従って、帯電ローラの帯電面と感光体の表面との間の帯電ギャップが小さくなりすぎることを防止するために、帯電ローラ及び感光体の機械的な寸法の精度、特にそれぞれの回転軸の方向における回転軸の直線性を向上させることが考えられる。また、接触式帯電ローラと同程度の低い電圧で感光体の表面を十分に帯電するために、帯電ローラの帯電面と感光体の表面との間の帯電ギャップを、例えば50μm程度まで小さくする必要がある。しかしながら、小さい帯電ギャップの大きさを維持するために帯電ローラ及び感光体の機械的な寸法の精度を維持することは容易ではない。
実際、帯電ローラの回転軸に沿った方向における帯電ローラの機械的な寸法の誤差を補正せずに、温度及び湿度の変動に対して帯電ギャップの大きさを一定に維持する方法として、帯電ローラの両端部にスプリングを取り付け、スプリングの付勢力を調整する方法が開示されている(例えば、特許文献4参照)が、帯電ローラの回転軸の直線性に誤差がある場合や帯電ローラの形状が樽型である場合には、帯電ギャップの大きさを一定に維持することはできない。
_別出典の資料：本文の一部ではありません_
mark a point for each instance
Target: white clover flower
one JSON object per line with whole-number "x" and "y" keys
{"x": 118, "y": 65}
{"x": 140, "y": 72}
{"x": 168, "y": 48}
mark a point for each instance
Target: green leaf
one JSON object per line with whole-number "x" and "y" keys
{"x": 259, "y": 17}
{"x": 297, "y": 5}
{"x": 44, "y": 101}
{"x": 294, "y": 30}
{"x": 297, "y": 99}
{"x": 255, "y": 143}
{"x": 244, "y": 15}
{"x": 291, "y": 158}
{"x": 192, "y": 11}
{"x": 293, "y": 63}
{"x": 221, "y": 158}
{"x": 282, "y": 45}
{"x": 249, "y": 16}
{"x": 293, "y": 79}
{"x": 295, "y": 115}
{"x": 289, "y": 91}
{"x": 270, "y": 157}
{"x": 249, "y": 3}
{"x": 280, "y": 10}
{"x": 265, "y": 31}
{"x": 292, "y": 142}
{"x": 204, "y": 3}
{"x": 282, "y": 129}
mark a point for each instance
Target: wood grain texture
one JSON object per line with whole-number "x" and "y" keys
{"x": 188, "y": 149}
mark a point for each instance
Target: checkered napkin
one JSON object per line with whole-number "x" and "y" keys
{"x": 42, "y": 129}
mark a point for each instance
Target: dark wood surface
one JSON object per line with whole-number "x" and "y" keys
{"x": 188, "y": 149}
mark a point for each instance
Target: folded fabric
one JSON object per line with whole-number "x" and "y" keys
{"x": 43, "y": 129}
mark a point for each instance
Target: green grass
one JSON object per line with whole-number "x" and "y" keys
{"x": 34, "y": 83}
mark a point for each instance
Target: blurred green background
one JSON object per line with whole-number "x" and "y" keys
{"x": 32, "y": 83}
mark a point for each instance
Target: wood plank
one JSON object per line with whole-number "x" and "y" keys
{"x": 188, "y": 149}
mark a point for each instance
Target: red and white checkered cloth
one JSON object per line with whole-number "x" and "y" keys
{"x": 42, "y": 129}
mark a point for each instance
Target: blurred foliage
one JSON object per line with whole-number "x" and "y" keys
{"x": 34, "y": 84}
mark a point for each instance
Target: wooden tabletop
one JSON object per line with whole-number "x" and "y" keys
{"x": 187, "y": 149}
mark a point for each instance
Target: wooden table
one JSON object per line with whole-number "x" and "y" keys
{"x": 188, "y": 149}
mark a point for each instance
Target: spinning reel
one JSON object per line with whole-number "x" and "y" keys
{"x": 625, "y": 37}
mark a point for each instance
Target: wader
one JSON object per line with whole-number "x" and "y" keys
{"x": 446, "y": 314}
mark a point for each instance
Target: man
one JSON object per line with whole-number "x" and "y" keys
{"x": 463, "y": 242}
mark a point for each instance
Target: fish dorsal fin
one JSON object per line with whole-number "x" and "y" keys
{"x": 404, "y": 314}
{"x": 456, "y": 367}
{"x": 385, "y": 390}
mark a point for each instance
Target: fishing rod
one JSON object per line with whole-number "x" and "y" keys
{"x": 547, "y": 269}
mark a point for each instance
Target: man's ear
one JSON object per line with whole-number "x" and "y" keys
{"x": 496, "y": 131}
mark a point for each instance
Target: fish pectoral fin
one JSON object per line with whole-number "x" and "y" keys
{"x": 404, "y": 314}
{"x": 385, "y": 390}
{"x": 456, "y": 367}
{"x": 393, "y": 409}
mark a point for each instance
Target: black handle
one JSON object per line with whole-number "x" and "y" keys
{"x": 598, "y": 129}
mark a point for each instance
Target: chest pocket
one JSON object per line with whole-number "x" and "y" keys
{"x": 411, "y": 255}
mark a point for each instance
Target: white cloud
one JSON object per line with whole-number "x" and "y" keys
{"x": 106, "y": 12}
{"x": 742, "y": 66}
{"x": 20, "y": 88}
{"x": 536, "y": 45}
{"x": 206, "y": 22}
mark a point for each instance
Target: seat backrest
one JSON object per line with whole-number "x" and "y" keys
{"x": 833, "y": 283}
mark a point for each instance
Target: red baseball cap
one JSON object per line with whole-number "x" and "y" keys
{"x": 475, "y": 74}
そこで、画像ムラを防止する目的で、帯電ローラによる感光体の表面における帯電ムラを防止するために、帯電ローラの回転軸に沿った方向における帯電ローラの機械的な寸法の誤差を補正せずに、一定に制御されたDCバイアス電圧に重畳する一定に制御されたACバイアス電圧を帯電ローラに印加する方法がある(例えば、特許文献5及び6参照)。
ここで帯電ローラが接触式帯電ローラーである場合には、帯電ローラの表面部材が、感光体の表面に密着して接触するため、帯電ローラの表面部材及び回転軸における機械的な寸法の誤差は、合成ゴム又は合成樹脂を主成分とする表面部材によって調整される。そのため、帯電ローラにおける機械的な寸法の誤差による感光体の表面における電位の変動は、表面部材に含有される導電性物質のムラの程度であり、比較的小さい。その結果、感光体の表面における帯電ムラを補正するためにDCバイアス電圧に重畳するACバイアス電圧は、500V〜1000V程度である。
これに対して、帯電ローラが非接触式帯電ローラーである場合には、帯電ローラの帯電面と感光体の表面との間に帯電ギャップが存在し、この帯電ギャップの大きさが、帯電ローラの機械的な寸法の誤差などによって変動するため、感光体の表面に発生する帯電ムラが比較的大きくなる。非接触式帯電ローラーによる感光体の表面における帯電ムラを補正するためのDCバイアス電圧に重畳するACバイアス電圧は、2000V〜2500V程度となる。その結果、非接触式帯電ローラーの帯電面は、高電圧になり、帯電ローラの帯電面と感光体の表面との間の帯電ギャップで放電が起こる。そして、帯電ギャップにおける放電によって生じるイオン及び電子が、感光体の表面に衝突して、感光体を損傷させ、感光体の寿命を短縮する。また帯電ギャップにおける空気の放電によって多くのオゾン及び/又は窒素酸化物が発生し、画像形成装置を設置する室内環境の汚染及び画像流れと称する画像ムラを引き起こす。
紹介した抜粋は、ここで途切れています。